Kementerian Energi dan Sumber Daya Mineral (ESDM) belum bersedia memberikan perpanjangan kontrak Blok Masela kepada Inpex Corporation setelah berakhir tahun 2028. Alasannya, selain masa kontrak Blok Masela masih tersisa 12 tahun lagi, saat ini gas dari Lapangan Abadi di blok itu belum ada pembelinya.

Direktur Pembinaan Hulu Minyak dan Gas Bumi (Migas) Kementerian ESDM Tunggal mengatakan, sesuai dengan aturan, perpanjangan kontrak baru boleh diajukan paling cepat 10 tahun dan paling lambat dua tahun sebelum masa kontrak berakhir. Sementara kontrak Inpex di Blok Masela berakhir tahun 2028.

(Baca: Lima Poin Jawaban Luhut atas Permintaan Insentif Blok Masela)

Artinya, permohonan perpanjangan kontrak baru bisa diajukan paling cepat tahun 2018. Namun, sebenarnya permohonan tersebut itu bisa dipercepat jika Blok Masela telah memiliki perjanjian jual-beli gas. Ketentuan tersebut tertuang dalam Pasal 28 Peraturan Pemerintah Nomor 35 tahun 2004 tentang kegiatan usaha hulu migas.

Sayangnya, sampai saat Inpex selaku operator Blok Masela belum pernah menunjukkan dokumen perjanjian jual-beli gas. “Kalau belum punya, belum bisa mengajukan,” kata Tunggal di Jakarta, Senin (24/10).

Untuk itu, Kementerian Energi meminta Inpex lebih gencar menjual gas hasil produksi dari Blok Masela. Dengan begitu, perusahaan asal Jepang ini memiliki peluang mengajukan permohonan perpanjangan kontrak meskipun masih tersisa 12 tahun.

Perpanjangan kontrak adalah salah satu item insentif yang diminta Inpex kepada Kementerian Energi. Permintaan insentif itu terkait rencana pengembangan Blok Masela menggunakan skema darat, sehingga mencapai nilai ekonomis dan tingkat investasi yang wajar. 

Selain perpanjangan kontrak, Inpex juga meminta moratorium kontrak selama 10 tahun sehingga kontraknya baru berakhir 2038. Namun, menurut Tunggal, istilah moratorium tidak ada di peraturan perundang-undangan. (Baca: Jonan Minta Inpex Percepat Rencana Pengembang Blok Masela)

Di sisi lain, Inpex juga mengusulkan untuk menaikkan produksi dari sebelumnya sebesar 7,5 ton per tahun (mtpa) menjadi 9,5 mtpa. Hal ini masih dikaji oleh Satuan Kerja Khusus Pelaksana Kegiatan Usaha Hulu Migas (SKK Migas).

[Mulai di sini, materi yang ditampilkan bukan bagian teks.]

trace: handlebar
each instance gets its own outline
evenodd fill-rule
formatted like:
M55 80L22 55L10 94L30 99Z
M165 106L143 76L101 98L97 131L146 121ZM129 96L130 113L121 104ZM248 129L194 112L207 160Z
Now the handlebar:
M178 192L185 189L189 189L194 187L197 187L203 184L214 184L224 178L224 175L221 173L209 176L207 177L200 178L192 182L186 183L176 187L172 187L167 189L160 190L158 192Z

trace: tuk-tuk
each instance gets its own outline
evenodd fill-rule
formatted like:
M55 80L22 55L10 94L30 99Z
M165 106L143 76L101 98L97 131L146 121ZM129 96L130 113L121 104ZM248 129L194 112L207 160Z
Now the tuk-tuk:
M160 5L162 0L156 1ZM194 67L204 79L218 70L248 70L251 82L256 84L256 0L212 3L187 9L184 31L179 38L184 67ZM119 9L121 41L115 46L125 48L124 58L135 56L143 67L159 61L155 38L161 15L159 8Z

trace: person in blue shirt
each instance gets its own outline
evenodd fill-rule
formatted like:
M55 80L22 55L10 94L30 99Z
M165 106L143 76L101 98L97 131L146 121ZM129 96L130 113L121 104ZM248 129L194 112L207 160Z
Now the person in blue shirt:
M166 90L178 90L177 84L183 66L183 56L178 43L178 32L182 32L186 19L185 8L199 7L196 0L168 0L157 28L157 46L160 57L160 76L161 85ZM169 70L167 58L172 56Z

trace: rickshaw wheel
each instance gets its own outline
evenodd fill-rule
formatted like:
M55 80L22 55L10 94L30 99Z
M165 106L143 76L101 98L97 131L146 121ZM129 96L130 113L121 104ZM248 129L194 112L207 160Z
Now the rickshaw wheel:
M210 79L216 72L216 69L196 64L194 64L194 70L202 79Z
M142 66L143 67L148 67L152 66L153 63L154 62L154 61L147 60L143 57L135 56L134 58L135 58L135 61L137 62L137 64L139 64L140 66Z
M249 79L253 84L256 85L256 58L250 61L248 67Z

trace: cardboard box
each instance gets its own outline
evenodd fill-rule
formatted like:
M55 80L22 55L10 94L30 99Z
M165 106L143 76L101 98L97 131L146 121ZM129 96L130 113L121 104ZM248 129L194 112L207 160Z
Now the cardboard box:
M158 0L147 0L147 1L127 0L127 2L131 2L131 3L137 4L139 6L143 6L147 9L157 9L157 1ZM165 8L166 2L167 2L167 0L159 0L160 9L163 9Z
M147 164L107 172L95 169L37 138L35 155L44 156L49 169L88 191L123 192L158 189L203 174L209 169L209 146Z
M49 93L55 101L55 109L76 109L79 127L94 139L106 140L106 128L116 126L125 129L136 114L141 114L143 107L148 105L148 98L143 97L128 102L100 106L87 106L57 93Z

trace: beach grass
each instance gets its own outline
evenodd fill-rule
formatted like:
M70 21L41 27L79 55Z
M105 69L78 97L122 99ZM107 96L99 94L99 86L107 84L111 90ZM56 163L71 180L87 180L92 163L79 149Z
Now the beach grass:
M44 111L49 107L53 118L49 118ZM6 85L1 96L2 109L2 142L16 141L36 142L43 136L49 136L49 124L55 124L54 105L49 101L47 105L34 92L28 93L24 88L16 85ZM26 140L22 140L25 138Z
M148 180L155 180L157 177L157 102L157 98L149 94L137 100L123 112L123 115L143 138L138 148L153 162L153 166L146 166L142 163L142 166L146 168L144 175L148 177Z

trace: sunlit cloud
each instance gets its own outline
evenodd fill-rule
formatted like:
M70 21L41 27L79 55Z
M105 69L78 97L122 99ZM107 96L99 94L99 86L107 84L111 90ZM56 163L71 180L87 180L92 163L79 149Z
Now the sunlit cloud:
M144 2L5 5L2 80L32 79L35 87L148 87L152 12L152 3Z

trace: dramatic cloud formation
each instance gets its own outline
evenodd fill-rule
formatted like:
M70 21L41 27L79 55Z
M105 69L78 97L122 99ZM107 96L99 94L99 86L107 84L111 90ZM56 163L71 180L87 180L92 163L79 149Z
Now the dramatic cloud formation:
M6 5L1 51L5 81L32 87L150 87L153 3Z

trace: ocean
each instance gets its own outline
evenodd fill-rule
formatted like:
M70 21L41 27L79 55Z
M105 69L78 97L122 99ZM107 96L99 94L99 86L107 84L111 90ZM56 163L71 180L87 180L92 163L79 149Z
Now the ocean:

Adapun beberapa komponen yang harus dilihat sebelum menyetujui penambahan kapasitas, antara lain kecukupan jumlah cadangan, jumlah sumur yang harus dibor, jangka waktu produksi, hingga pangsa pasar yang akan menyerap gas. Tunggal mengatakan, gas dari Blok Masela harus menimbulkan efek berantai bagi masyarakat sekitar.

Karena itu, gas Blok Masela bisa dimanfaatkan untuk industri pupuk atau industri lainnya di dalam negeri. Jadi, tidak hanya dijual berupa gas alam cair (LNG) ke luar negeri. “Kalau LNG harus dijual keluar, ya multiplier effect-nya tidak ada,” kata Tunggal. (Baca: Menteri Jonan Libatkan Masyarakat Kembangkan Blok Masela)

Permintaan Inpex lainnya adalah penggantian biaya yang telah dikeluarkan selama ini sekitar US$ 1,2 miliar. Permintaan itu belum bisa dijawab pemerintah sekarang. "Apakah sunk cost menjadi bagian yang secara legal bisa dikembalikan atau tidak, teman-teman dari sini pelajari dulu," ujar Tunggal.